In this classic work, one of the greatest mathematicians of the twentieth century explores the analogies between computing machines and the living human brain.
Von Neumann, whose many contributions to science, mathematics, and engineering include the basic organizational framework at the heart of today's computers, concludes that the brain operates both digitally and analogically, but also has its own peculiar statistical language.
In his foreword to this new edition, Ray Kurzweil, a futurist famous in part for his own reflections on the relationship between technology and intelligence, places von Neumann's work in a historical context and shows how it remains relevant today.
Von Neumann was a mathematician who made major contributions to a vast range of fields, including set theory, functional analysis, quantum mechanics, continuous geometry, economics and game theory,and computer science.
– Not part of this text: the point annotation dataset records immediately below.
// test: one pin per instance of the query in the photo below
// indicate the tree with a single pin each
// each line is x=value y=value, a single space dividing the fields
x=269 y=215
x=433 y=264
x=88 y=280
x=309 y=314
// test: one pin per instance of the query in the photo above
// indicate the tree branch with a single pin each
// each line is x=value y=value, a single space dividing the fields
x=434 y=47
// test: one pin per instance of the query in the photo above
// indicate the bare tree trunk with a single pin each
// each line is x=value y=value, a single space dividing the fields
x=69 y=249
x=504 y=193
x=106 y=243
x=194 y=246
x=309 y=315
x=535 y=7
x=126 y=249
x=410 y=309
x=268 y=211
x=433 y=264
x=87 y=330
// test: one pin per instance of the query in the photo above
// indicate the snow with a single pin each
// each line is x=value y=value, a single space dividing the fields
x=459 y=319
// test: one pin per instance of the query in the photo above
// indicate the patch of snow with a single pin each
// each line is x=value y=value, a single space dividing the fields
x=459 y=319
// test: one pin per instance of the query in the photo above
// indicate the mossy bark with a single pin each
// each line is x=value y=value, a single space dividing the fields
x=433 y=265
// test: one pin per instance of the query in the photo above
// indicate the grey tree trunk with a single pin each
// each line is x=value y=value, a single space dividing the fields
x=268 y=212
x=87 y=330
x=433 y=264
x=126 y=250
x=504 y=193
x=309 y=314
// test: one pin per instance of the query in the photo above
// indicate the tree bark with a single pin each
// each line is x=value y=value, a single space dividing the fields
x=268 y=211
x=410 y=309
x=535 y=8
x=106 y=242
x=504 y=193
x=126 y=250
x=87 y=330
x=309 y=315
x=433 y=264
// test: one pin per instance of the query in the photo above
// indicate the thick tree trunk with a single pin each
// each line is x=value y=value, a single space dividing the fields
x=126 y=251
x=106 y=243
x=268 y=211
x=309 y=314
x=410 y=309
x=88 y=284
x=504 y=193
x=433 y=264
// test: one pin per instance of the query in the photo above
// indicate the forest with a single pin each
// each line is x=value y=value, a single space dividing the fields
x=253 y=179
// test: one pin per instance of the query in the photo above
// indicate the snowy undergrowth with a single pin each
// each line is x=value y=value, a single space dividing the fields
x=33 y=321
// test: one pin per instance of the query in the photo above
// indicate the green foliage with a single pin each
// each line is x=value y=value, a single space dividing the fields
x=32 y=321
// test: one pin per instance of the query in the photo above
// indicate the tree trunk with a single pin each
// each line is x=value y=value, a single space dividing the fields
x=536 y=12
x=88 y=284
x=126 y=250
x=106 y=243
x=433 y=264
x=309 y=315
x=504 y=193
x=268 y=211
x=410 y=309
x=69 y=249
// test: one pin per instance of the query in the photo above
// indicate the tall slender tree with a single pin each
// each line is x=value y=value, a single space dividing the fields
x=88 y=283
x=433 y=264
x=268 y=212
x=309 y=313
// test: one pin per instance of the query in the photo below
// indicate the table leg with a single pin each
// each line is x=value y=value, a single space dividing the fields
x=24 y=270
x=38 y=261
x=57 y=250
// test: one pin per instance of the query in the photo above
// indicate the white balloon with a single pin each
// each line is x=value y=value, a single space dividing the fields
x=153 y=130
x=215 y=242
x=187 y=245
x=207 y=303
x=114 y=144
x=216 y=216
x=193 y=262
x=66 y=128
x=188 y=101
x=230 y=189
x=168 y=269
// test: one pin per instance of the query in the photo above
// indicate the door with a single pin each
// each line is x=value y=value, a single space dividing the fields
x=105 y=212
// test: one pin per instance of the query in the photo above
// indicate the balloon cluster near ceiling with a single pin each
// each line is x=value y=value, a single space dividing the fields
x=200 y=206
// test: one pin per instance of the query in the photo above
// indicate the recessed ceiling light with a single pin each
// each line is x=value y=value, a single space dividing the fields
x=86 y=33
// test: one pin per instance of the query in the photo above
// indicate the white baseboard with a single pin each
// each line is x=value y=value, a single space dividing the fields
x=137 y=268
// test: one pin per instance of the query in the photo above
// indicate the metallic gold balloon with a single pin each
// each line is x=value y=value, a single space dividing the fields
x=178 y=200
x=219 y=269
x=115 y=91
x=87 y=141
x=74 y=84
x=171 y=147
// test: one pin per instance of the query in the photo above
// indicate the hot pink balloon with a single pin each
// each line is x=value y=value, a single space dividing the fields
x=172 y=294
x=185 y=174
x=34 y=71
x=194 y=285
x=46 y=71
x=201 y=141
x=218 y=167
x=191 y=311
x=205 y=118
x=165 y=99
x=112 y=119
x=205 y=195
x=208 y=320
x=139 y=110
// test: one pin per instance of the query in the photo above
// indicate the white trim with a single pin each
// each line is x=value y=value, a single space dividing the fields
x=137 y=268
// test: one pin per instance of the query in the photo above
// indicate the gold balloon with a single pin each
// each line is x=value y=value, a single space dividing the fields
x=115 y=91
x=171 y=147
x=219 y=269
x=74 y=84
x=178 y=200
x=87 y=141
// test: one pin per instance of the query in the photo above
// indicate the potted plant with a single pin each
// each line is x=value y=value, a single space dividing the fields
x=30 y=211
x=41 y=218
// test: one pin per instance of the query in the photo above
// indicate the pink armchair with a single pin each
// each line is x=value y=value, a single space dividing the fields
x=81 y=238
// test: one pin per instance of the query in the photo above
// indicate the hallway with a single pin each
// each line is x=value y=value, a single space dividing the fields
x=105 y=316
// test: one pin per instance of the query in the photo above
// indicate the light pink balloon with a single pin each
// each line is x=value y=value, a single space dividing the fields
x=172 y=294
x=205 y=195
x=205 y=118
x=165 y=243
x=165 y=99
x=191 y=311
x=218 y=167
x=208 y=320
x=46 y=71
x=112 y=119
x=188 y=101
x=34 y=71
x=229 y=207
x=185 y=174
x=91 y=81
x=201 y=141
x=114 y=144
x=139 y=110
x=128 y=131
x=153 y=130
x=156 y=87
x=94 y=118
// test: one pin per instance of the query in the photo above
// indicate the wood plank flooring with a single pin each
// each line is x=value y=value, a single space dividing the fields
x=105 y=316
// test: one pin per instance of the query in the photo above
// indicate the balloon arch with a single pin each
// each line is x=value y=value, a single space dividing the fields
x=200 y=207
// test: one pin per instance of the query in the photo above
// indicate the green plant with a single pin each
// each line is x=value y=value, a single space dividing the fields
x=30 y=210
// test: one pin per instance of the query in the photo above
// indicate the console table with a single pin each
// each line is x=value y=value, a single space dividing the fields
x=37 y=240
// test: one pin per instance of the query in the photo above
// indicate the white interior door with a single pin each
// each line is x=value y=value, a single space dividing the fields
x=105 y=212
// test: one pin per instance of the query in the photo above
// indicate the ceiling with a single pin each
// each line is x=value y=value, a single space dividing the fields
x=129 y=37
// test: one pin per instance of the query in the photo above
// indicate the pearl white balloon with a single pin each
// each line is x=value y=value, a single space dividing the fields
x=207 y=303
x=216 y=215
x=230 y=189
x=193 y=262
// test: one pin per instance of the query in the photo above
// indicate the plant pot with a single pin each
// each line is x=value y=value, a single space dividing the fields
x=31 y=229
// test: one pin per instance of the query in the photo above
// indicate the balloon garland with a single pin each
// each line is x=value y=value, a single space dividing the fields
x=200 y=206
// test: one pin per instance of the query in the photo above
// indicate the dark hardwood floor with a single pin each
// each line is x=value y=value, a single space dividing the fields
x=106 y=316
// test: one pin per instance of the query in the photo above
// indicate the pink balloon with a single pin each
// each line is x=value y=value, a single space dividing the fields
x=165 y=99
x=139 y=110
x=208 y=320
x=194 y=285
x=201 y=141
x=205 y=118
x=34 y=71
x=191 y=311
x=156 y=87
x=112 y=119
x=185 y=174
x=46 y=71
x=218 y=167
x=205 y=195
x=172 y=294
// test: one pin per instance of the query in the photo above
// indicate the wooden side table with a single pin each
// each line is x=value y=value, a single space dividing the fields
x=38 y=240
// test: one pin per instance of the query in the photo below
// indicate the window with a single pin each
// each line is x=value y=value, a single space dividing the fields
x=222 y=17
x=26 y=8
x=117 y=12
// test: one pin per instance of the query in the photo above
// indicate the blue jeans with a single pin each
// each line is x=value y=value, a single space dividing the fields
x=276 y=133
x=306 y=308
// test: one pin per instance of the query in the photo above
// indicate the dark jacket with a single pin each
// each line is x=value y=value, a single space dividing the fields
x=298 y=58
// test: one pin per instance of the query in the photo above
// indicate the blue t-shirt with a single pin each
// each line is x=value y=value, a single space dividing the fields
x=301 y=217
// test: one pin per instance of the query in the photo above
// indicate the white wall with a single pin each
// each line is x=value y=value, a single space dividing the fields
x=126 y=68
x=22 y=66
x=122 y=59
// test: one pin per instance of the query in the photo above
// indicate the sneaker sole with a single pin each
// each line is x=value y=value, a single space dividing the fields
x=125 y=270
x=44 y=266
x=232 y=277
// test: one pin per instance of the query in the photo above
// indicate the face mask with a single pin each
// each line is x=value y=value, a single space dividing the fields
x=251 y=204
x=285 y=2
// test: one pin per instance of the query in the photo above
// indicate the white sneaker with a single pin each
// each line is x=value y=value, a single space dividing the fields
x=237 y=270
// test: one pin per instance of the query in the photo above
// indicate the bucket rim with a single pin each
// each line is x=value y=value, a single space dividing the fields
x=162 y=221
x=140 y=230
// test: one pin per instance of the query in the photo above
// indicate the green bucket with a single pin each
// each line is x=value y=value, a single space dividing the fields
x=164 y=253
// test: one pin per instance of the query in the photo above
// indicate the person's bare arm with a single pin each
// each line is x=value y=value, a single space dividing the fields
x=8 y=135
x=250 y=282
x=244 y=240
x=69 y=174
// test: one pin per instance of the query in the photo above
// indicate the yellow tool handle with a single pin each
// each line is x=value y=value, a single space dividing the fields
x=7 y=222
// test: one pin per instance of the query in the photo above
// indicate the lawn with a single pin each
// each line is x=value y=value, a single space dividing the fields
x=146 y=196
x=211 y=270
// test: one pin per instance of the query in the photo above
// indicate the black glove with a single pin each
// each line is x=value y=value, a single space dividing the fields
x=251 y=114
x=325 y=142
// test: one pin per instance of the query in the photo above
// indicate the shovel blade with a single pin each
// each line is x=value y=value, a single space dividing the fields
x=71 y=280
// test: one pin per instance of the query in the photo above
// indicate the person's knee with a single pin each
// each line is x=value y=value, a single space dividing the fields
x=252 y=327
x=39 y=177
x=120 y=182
He is generally regarded as one of the foremost mathematicians of the 20th century.
Most notably, von Neumann was a pioneer in the application of operator theory to quantum mechanics,a principal member of the Manhattan Project and the Institute for Advanced Study in Princeton, and a key figure in the development of game theory and the concepts of cellular automata and the universal constructor.
Along with Edward Teller and Stanislaw Ulam, von Neumann worked out key steps in the nuclear physics involved in thermonuclear reactions and the hydrogen bomb.